Visual bird's eye view (BEV) semantic segmentation helps autonomous vehicles understand the surrounding environment only from images, including static elements (e.g., roads) and dynamic elements (e.g., vehicles, pedestrians). However, the high cost of annotation procedures of full-supervised methods limits the capability of the visual BEV semantic segmentation, which usually needs HD maps, 3D object bounding boxes, and camera extrinsic matrixes. In this paper, we present a novel semi-supervised framework for visual BEV semantic segmentation to boost performance by exploiting unlabeled images during the training. A consistency loss that makes full use of unlabeled data is then proposed to constrain the model on not only semantic prediction but also the BEV feature. Furthermore, we propose a novel and effective data augmentation method named conjoint rotation which reasonably augments the dataset while maintaining the geometric relationship between the front-view images and the BEV semantic segmentation. Extensive experiments on the nuScenes and Argoverse datasets show that our semi-supervised framework can effectively improve prediction accuracy. To the best of our knowledge, this is the first work that explores improving visual BEV semantic segmentation performance using unlabeled data. The code is available at https://github.com/Junyu-Z/Semi-BEVseg

Figures (6)

• Figure 1: mIoU(%) on the nuScenes dataset between our semi-supervised framework and supervised baseline using different label ratios.
• Figure 2: Framework overview. By our proposed conjoint rotation, the labeled and unlabeled data are first augmented to get $I_{L}$, $\hat{Y}$, and $I_{U}$. Immediately after that, $Y$ and $Y_{U}$ are predicted by the Student Net $M_{S}$ and Teacher Net $M_{T}$, respectively. Meanwhile, $M_{S}$ predicted $Y^{'}_{U}$ from flipped image $I^{'}_{U}$. Note that the view transformer of $M_{S}$ and $M_{T}$ needs the camera intrinsic matrix $K$ as input, and $K$ would also be changed when flipping the image.

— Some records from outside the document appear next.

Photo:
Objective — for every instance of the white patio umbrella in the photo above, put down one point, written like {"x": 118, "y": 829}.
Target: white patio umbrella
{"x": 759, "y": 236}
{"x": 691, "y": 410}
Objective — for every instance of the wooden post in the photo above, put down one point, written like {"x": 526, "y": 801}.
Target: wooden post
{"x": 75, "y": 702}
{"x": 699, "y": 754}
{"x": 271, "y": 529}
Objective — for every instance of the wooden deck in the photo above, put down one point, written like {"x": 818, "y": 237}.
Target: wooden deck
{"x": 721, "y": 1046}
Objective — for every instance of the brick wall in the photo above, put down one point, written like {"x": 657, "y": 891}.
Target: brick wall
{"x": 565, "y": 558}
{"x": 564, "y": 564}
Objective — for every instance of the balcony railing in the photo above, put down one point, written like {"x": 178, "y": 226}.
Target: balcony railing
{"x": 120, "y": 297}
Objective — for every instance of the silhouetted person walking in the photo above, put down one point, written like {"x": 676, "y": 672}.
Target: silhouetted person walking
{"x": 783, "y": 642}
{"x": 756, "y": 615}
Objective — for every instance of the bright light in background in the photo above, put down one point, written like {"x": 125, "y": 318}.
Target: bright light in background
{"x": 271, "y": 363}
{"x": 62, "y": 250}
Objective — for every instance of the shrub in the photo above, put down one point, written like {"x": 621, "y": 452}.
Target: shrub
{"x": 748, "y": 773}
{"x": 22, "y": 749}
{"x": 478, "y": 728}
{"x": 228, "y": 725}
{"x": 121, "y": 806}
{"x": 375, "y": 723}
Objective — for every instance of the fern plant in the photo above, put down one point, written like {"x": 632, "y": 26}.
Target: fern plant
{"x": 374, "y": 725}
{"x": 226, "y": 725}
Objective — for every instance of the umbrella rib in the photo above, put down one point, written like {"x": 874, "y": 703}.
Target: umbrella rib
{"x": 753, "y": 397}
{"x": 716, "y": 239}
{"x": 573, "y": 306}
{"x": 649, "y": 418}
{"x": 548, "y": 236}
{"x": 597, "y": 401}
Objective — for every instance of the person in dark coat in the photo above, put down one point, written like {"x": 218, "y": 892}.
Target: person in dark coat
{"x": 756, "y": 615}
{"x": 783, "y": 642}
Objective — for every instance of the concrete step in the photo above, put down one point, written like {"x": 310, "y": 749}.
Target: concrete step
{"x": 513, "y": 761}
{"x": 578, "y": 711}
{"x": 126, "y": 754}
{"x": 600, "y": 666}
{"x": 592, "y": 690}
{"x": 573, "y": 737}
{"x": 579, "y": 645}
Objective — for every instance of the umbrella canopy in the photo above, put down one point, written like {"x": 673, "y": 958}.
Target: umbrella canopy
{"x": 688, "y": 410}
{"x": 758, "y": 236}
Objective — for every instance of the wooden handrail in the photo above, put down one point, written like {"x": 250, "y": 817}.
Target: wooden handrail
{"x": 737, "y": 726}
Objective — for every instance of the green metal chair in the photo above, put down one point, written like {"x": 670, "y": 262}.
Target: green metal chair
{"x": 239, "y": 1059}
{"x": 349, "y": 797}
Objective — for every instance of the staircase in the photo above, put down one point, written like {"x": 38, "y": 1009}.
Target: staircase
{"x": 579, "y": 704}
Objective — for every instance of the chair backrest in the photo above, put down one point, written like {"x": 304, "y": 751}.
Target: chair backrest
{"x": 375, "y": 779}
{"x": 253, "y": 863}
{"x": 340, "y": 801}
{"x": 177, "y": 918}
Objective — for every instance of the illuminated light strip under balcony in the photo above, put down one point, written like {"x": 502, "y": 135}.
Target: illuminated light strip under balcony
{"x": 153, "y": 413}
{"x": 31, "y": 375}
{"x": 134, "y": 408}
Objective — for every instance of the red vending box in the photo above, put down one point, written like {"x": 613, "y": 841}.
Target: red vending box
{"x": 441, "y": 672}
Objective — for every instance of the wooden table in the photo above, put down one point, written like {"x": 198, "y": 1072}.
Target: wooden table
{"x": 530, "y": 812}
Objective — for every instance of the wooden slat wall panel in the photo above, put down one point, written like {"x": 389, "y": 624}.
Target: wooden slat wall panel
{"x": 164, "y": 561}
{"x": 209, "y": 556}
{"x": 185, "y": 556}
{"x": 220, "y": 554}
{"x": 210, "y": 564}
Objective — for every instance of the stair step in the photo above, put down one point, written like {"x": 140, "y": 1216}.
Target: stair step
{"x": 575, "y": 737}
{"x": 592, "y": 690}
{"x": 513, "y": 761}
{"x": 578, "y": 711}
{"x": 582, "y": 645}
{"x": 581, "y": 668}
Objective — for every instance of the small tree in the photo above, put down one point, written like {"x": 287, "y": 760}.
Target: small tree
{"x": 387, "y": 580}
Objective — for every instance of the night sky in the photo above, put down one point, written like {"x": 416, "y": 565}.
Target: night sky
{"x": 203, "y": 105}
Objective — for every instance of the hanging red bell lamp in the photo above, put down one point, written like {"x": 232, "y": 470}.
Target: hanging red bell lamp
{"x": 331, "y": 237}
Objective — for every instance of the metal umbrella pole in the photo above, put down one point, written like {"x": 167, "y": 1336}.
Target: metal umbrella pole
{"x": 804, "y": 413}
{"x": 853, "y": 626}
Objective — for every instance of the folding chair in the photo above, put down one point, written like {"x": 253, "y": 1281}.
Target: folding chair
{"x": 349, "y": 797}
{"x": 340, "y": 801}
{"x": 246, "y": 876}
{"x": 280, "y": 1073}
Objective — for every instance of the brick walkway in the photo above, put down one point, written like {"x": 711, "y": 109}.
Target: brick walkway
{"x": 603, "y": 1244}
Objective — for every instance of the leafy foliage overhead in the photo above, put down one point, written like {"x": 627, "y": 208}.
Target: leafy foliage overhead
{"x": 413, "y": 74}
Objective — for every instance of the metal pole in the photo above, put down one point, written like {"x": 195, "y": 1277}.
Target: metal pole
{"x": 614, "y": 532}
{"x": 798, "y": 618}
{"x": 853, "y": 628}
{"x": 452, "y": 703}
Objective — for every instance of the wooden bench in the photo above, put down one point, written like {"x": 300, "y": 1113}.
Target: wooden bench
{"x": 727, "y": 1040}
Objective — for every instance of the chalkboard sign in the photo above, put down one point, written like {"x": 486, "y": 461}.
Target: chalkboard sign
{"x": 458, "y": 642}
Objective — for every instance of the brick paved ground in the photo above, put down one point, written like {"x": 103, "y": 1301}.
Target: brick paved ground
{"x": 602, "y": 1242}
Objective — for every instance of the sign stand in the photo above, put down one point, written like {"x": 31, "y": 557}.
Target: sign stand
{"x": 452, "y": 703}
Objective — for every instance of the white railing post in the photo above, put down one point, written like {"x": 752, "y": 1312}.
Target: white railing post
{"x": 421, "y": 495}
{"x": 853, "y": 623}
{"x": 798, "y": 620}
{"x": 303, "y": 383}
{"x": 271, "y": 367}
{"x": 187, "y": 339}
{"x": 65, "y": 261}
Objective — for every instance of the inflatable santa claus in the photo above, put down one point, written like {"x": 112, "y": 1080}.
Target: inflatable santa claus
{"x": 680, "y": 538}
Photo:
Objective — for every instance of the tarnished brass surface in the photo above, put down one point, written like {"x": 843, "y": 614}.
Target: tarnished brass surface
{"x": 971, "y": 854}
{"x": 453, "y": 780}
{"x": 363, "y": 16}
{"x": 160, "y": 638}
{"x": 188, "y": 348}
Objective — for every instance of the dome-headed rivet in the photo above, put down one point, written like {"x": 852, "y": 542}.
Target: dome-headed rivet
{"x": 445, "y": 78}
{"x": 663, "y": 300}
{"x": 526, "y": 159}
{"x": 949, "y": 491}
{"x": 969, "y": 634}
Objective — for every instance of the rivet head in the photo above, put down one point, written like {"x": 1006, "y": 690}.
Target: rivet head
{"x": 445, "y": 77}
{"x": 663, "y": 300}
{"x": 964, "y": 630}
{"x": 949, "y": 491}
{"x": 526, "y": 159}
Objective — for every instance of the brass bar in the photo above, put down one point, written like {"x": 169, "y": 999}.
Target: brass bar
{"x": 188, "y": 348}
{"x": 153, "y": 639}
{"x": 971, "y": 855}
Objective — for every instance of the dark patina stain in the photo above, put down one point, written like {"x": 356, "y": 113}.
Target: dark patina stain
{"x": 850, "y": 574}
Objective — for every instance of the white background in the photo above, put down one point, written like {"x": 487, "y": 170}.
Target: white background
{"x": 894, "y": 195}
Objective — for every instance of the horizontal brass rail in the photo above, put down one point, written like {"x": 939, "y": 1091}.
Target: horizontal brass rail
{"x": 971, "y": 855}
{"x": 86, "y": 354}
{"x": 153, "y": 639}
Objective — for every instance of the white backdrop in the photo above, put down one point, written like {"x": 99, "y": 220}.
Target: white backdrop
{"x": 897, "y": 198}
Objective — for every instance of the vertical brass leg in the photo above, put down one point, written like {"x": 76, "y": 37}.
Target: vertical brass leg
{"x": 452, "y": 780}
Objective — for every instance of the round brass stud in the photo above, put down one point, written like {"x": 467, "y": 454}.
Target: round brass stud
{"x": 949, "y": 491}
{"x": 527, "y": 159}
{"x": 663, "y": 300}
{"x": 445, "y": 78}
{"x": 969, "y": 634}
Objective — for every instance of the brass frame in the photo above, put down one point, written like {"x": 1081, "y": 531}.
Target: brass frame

The feature consistency loss $L_{fc}$ is computed from the L2 loss of BEV features of $I_{U}$ and $I^{'}_{U}$. And the segmentation consistency loss $L_{sc}$ is computed from the L2 loss of BEV semantic segmentation, $Y_{U}$ and $Y^{'}_{U}$. Also, the supervised loss $L_{sup}$ is computed between $Y$ and $\hat{Y}$. After $M_{S}$ is updated with gradient descent using the above losses, $M_{T}$ is updated as an exponential moving average (EMA) of $M_{S}$. The Teacher Net can perform better than the Student Net after the training with proper hyper-parameters.
• Figure 3: Illustration of conjoint rotation.
• Figure 4: Qualitative results with 20% labels. We follow the color scheme in PON PON and use the visibility mask (black) for visualization.
• Figure 5: Different border modes. (a)Original FV image. Augmented FV image with (b)zero border, (c)reflect border, and (d)replicate border.